Entertainment

Is this Christ?

News flash: Jesus was five-foot-eight, quite swarthy, not blond and looked nothing like James Caviezel or Willem Dafoe.

Jesus was not movie-star handsome, nor even handsome at all. And he certainly didn’t have blue eyes.

Behold the “real” face of Jesus.

This startling image was painstakingly “lifted” from the Shroud of Turin and reconstructed by computer for the History Channel special, “The Real Face of Jesus,” which airs next week.

How did they do it?

Jesus’ real face was “recreated” by taking the encoded information and the blood on the shroud and then transforming it into a 3D image, Ray Downing, president of Studio Macbeth, told The Post.

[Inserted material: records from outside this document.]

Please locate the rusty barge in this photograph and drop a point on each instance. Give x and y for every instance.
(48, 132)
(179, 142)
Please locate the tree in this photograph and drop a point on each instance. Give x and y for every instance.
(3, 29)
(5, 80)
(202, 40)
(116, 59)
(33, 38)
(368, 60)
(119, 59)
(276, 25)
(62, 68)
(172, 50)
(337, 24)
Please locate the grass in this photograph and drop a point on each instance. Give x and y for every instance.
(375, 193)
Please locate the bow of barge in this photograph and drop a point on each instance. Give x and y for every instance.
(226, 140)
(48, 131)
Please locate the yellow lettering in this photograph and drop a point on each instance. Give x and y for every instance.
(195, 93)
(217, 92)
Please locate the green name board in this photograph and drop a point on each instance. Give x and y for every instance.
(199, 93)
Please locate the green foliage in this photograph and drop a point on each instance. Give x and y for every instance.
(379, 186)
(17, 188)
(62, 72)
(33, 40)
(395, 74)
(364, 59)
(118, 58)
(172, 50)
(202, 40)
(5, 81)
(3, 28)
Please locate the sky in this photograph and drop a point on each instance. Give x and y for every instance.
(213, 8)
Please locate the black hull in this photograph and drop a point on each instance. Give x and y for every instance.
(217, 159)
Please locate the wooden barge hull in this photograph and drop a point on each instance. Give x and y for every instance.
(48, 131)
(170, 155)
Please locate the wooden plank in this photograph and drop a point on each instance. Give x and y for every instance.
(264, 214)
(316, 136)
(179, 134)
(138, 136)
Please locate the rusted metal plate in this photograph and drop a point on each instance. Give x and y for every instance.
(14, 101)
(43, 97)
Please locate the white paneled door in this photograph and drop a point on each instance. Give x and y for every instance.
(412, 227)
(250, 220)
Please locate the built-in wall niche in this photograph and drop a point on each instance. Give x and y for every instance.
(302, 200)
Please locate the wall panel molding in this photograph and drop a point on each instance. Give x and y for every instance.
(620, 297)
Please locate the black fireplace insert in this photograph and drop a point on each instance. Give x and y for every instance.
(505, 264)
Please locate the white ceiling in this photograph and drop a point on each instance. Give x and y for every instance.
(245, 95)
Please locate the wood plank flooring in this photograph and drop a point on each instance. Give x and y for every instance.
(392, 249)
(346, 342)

“We ‘lifted’ the blood and isolated it [on the computer],” he said, ‘so that would sit ‘in air’ [on a transparent background].”

Since the Shroud of Turin was wrapped around and not simply draped on the body, the blood was transferred to the cloth as it was wound, and therefore did not align with the places on the face from which it originated.

And what about the rest of the brownish image that appears on the cloth?

Popular theory has it that the image was created when body oils oxygenated on the cloth where it touched the body.

Downing disagrees. “That is a hypothesis that no one has ever tried to disprove and it is easily disproved,” he says.

He claims that his technique of computer imaging actually uncovered what substance created the image and thus enabled him to see for the first time since The Crucifixion, the actual face of Jesus.

Downing told us, “I will reveal at the end of the show the type of event that must have occurred 2,000 years ago” to create the image on the Shroud.